The story of James Wilsey is, at heart, a parallel story of talent and addiction. As Goldberg notes: “Hard drugs were part of the SF punk scene from the start.” Wilsey was an early adopter, and for much of his life, aside from a series of tumultuous relationships, it is the line that connects the dots of his career. After the Avengers, he relinquished punk, finding himself more attuned to the sounds of Gene Vincent, The Sun Sessions, Eddie Cochrane. With his newfound musical taste, it was inevitable Wilsey would eventually cross paths with San Franciscan newcomer Chris Isaak, who’d grown up on a steady diet of country music and rockabilly. From 1980, when they met, until their creative separation in 1993, Wilsey’s ‘less is more’ approach was the defining sound of Isaak’s music, from first album Silvertone (1985) through to 1993’s San Franciscan Days.

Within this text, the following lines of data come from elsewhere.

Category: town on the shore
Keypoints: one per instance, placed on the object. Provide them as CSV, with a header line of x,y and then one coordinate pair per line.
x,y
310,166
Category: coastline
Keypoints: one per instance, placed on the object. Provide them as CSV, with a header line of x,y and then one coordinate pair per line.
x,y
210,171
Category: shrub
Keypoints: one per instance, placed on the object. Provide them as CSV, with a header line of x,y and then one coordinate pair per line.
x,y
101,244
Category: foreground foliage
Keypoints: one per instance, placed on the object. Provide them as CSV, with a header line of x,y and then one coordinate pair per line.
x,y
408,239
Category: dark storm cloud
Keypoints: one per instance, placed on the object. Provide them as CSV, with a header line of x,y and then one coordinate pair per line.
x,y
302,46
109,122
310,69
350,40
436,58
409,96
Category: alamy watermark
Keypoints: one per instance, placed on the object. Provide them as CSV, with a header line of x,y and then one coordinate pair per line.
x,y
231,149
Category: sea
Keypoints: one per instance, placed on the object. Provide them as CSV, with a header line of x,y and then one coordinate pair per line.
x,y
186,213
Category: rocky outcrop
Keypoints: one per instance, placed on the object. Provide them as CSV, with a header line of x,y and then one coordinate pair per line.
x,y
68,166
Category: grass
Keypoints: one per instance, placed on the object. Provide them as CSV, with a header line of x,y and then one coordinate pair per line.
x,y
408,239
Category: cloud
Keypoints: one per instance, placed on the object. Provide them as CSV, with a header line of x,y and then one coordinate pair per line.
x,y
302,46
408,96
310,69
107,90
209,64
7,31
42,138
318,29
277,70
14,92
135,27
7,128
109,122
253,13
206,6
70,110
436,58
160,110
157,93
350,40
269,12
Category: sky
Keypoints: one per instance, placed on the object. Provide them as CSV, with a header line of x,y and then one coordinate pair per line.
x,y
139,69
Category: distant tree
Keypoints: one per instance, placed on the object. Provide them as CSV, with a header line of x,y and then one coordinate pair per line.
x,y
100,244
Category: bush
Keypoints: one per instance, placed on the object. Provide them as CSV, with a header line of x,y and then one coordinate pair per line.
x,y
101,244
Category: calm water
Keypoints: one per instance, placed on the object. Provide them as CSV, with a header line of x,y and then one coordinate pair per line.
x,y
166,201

Wilsey was an old-school guitarist. While he might have schooled himself on punk, his influences were eclectic and classic, ranging from Elvis’s guitarist Scotty Moore, Duane Eddy, the Shadow’s Hank B Marvin, Don Rich, and Link Wray. In the end, he was more than the sum of his parts. A master of minimalism, he “was low key and cool in his demeanour, but his heart and soul were in the notes he played.” Post Isaak, Wilsey would record just one solo album, 2008’s El Dorado, a masterwork of sonic western landscapes, sadly ignored at the time of release.

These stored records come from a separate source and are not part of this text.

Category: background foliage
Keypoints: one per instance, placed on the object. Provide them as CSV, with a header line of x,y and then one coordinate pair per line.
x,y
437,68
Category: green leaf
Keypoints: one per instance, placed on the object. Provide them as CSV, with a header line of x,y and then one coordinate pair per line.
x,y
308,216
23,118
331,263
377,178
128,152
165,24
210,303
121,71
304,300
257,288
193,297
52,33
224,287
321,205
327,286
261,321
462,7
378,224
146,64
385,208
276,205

In Michael Goldberg, James Calvin Wilsey has found his ideal chronicler. Goldberg’s thoroughly researched account, combined with his devotion to his subject, has given form and shape to a life that was, for the most part, incomplete and fragmentary. Despite Wilsey’s long-term residency in both San Francisco and Los Angeles, his passing went unnoticed in the local press. This, as Goldberg reminds us, for an artist “intrinsic to the success of a multi-million selling album, and an international hit single that is still being streamed millions of times each month. No funeral. No mention at the Grammys”. In other words, his was a story destined to fall between the cracks, save for Goldberg’s investigative sleuthing. The business of music biography favours the winners, the successful. Life’s tragic failures – think Jay Gatsby – are more likely to be found in literature. With Wicked Game, Goldberg turns this maxim on its head, showing that the dichotomies of success/failure can hedge on the throw of a dice. Goldberg elects to explore what lies between, giving voice to the forgotten. In doing so, he delivers a complex morality tale, tinged with melancholy, that has all the drama and hallmarks of fiction.